Dans notre pays, la France, un régime félon installé par Pétain allait se mettre aux ordres de l'occupant dans la mise en œuvre d'une répression contre les démocrates, les patriotes qui, par milliers et milliers furent fusillés, par milliers et milliers massacrés, par dizaines de milliers déportés dans les camps de concentration, ainsi que dans celle des persécutions raciales qui aboutirent à la déportation de plus de 70 000 hommes, femmes et enfants vers les camps de la mort ; d'où bien peu revinrent.
Mais, dès l'été 1940, à l'extérieur du pays, l'Appel du général de Gaulle lancé depuis Londres le 18 juin allait rassembler autour de lui les premiers Français libres, tandis que sur le sol national occupé, des femmes et des hommes allaient refuser la capitulation, l'occupation, l'assassinat de la République et la suppression des libertés, affirmer leur volonté de poursuivre le combat.
C'est ainsi que naquirent et se développèrent dans les conditions différentes de la France divisée en deux zones – occupée et non-occupée - les premiers groupes, réseaux et mouvements de Résistance. Ils s'appelleront «Combat», «Libération-Sud», «Franc-Tireur», «Organisation Civile et Militaire», «Libération Nord», «Ceux de la Résistance, «Front national de Lutte pour la Libération de la France», «Ceux de la Libération», qui seront à sa création membres du Conseil National de la Résistance (CNR), «Lorraine », «La Voix du Nord»…, que parurent ou reparurent dans la clandestinité des journaux - parfois homonymes de mouvements - tels «Libération», «Combat» ou «Franc-Tireur», mais aussi «Défense de la France», «l'Humanité», «Témoignage Chrétien», «le Populaire»…

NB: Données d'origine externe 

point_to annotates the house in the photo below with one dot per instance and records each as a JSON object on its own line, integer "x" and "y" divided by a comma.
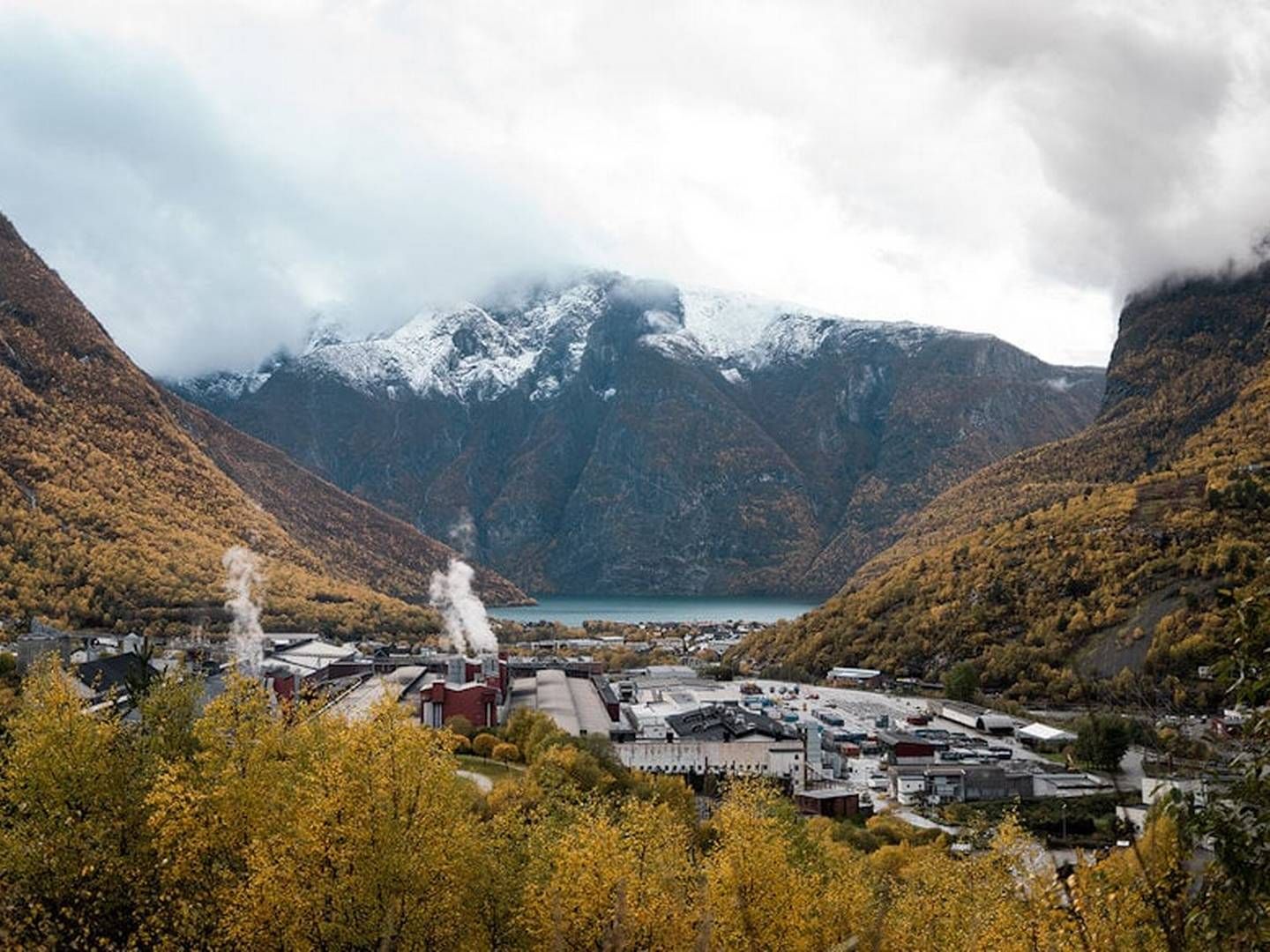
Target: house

 Le 21 août 1941, en abattant lui-même au métro Barbès à Paris, un officier de la Kriegsmarine, Pierre Georges, le futur «colonel Fabien», Commissaire militaire de l'Organisation Spéciale du Parti Communiste clandestin, initie la lutte armée contre l'occupant, qui vient s'ajouter aux activités de renseignement et à la propagande clandestine.

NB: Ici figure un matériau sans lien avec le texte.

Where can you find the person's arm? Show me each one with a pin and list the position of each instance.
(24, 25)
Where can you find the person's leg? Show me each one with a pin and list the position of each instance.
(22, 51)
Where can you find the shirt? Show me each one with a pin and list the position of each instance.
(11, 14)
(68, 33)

Cette multiplicité de structures et formes d'action de la Résistance intérieure, la nécessité de sa liaison avec le combat de la France Libre pour assurer la permanence de la présence de notre pays aux côtés des Alliés, vont conduire Jean Moulin, le Préfet républicain de Chartres, révoqué le 2 novembre 1940 par l'administration pétainiste, à s'atteler à cette tâche de rassemblement des forces de la Résistance, en les plaçant aussi sous l'autorité du Comité National Français présidé par le général de Gaulle.
Après des mois et des mois d'efforts pour surmonter des difficultés de tous ordres, la réunion constitutive du Conseil National de la Résistance se tint à Paris le 27 mai 1943, 48 rue du Four. Elle rassembla, sous la Présidence de Jean Moulin, les 8 principaux mouvements de Résistance, 6 partis clandestins (communiste, socialiste, radical, démocrates-chrétiens, Fédération républicaine et Alliance démocratique) et les deux centrales syndicales CGT et CFTC.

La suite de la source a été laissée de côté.